May goodness and mercy always be your footprint.

Masked

Tension in my jaw
and I’m not sure if it’s the mask requirements
or because I’ve not said I love you;
the words stuck like gunk in a rusty hinge,
squeaks when I think of you.
I never said I love you even when
you lay outside the kitchen door at 5 something am
with your curls on the floor and hips floating.
I didn’t say I love you when I picked you up
and dumped you on the bed I didn’t say I love you when
I got you a glass of cold water – I thought about it when
you sipped and slipped into sleep with your hand on my chest
and my leg trapped between yours. I thought about it when you paused,
looked at me and said
you know I think you’re handsome don’t you
with your hand on my left cheek,
I think about it whenever I remember your belly laugh
from that dirty joke I made, the way you wheeze and forget to breathe.
I thought about it when I was in a different city exhausted by everyone else
I think about it whenever we don’t speak, like last July
I thought about it before, during and after the kiss in August;
Now September’s come too soon and like the flowers of Paris you too will be gone.

On the one year anniversary of the death of Chadwick Boseman

(28 August, 2020, RIP)

The day Chadwick Boseman died,
I was on a train home
twitter scrolling / stopped,
went to credible sources
to double and triple check
and in the semi full carriage I wept.

I had no idea how heavy 2020 had been
but in that carriage mourning another black man,
the load was too much.
From plague to pestilence
the gun and the wild beasts that hold them,
the summer brought yet another casket.

See, we need our fantasies and our myths
we need our kings and heroes who seek justice,
who carry the weight of our vengeance
who execute divine will,
who make sure that before credits roll
the righteous have been redeemed.

I think about the Continent and her diaspora in attire,
giddy.
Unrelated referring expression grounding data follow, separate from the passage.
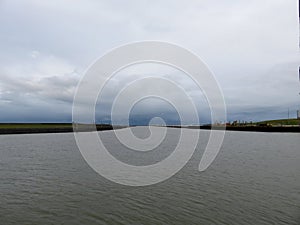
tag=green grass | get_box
[0,123,72,129]
[257,118,299,126]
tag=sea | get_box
[0,127,299,225]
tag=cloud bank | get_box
[0,0,299,123]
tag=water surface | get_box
[0,128,299,224]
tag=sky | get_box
[0,0,299,124]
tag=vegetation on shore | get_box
[0,118,299,130]
[256,118,299,126]
[0,123,72,129]
[0,119,299,134]
[0,123,114,135]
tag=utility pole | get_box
[287,108,290,126]
[298,92,300,127]
[297,2,300,127]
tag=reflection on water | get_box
[0,128,299,224]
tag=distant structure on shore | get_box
[298,2,300,126]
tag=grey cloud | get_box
[0,0,299,123]
[0,73,78,104]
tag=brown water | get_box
[0,128,299,224]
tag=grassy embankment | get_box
[0,119,299,134]
[256,118,299,126]
[0,123,72,129]
[0,123,114,135]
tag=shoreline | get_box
[0,123,300,135]
[0,124,116,135]
[169,125,300,133]
[198,125,300,133]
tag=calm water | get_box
[0,128,299,224]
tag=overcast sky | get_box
[0,0,299,124]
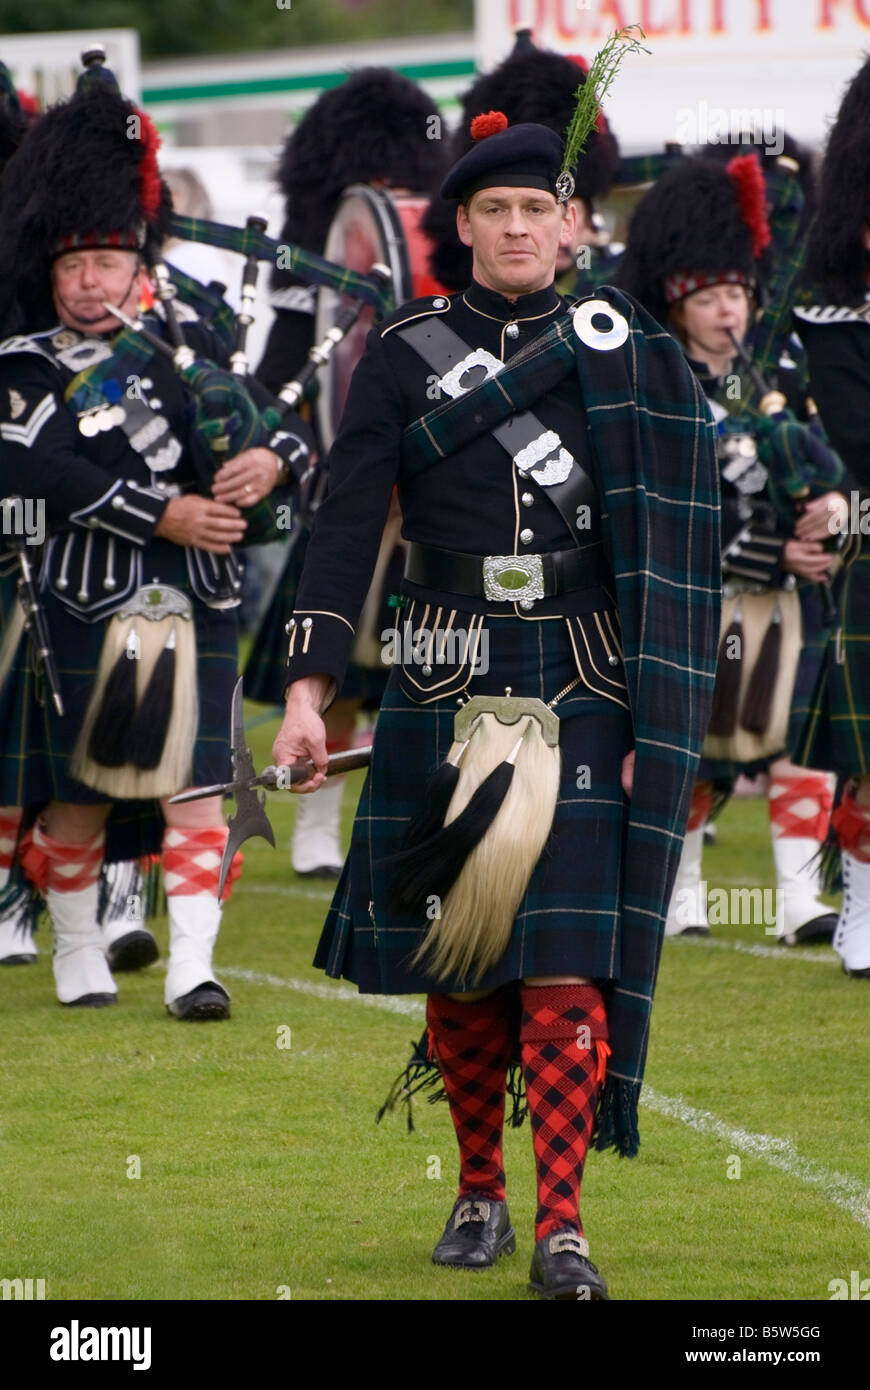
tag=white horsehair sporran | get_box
[72,583,198,798]
[409,688,564,986]
[702,586,802,764]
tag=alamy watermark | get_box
[1,1276,46,1300]
[673,880,785,934]
[0,496,45,546]
[828,491,870,535]
[674,102,784,157]
[380,621,489,675]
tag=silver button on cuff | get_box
[519,528,534,544]
[422,664,432,676]
[519,598,534,611]
[301,617,313,630]
[608,654,619,666]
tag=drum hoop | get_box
[315,184,415,449]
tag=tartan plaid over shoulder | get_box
[405,287,721,1153]
[579,288,720,1151]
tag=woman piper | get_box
[617,152,846,943]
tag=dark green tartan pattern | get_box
[796,537,870,777]
[615,151,685,187]
[399,287,722,1149]
[317,622,632,997]
[788,584,829,752]
[168,266,237,357]
[169,214,395,317]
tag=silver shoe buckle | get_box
[482,553,545,604]
[455,1198,490,1227]
[549,1231,589,1258]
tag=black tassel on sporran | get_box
[707,603,744,737]
[127,627,176,769]
[739,602,782,734]
[86,624,139,766]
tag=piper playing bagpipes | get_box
[792,53,870,980]
[0,53,314,1016]
[248,66,448,882]
[272,30,721,1299]
[617,151,847,944]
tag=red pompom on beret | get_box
[470,110,509,141]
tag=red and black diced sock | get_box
[519,983,609,1243]
[425,989,514,1203]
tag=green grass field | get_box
[2,702,868,1302]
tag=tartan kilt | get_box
[787,582,829,752]
[796,538,870,776]
[313,604,634,995]
[0,551,237,816]
[244,526,395,709]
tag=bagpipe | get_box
[83,214,395,607]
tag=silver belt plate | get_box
[482,554,546,603]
It felt like dawn, Chadwick the star.
How many times did we rewatch with kinfolk,
two, three times. And through his pain, still a fountain of joy,
a bold bastion of bright blackness despite his battles.

I was broken that day.

Yet the sun still rises, the ancestors welcoming
with open arms and the fountain still pouring.
We will remember his light, forever.

Another case for unity in the Global South

I have never been impressed by a strawberry,
                         never been let down by plantain.
The former draped in red and sequins
dripping in mystery and gleaming with allure,
                         like most fantasies, rarely sweet.
A plantain on the other hand:
boil it, mash it, cube it, dry it, fry it,
in one unassuming raincoat proves why
the Global South should unite.
What the Europeans call exotic,
we know to be staple, to be true, to be home
regardless of root.

On the one year anniversary of the pandemic: Skin Hungry

How satiating a hug from a belovéd, like a tender sirloin steak,
how sweet, like pepsi, a lover’s kiss quenches the throat,
when unsure fingers, graze – then entwine; spaghetti bolognese w parmesan,
the spilled wine of spent time with those we call mine,
the oregano and thyme of a road trip stereo,
the slap on the back from a mate, buttered toast,
the sweaty revelry of boozy strangers at 2 am, chicken skewers
the fleeting touch of a friend in a fit of laughter, honey
even the accidental spit that flies out, sugar,
most of all, eye contact with beautiful strangers, salt
                   and when they smile back, Ben and Jerry’s cookie dough.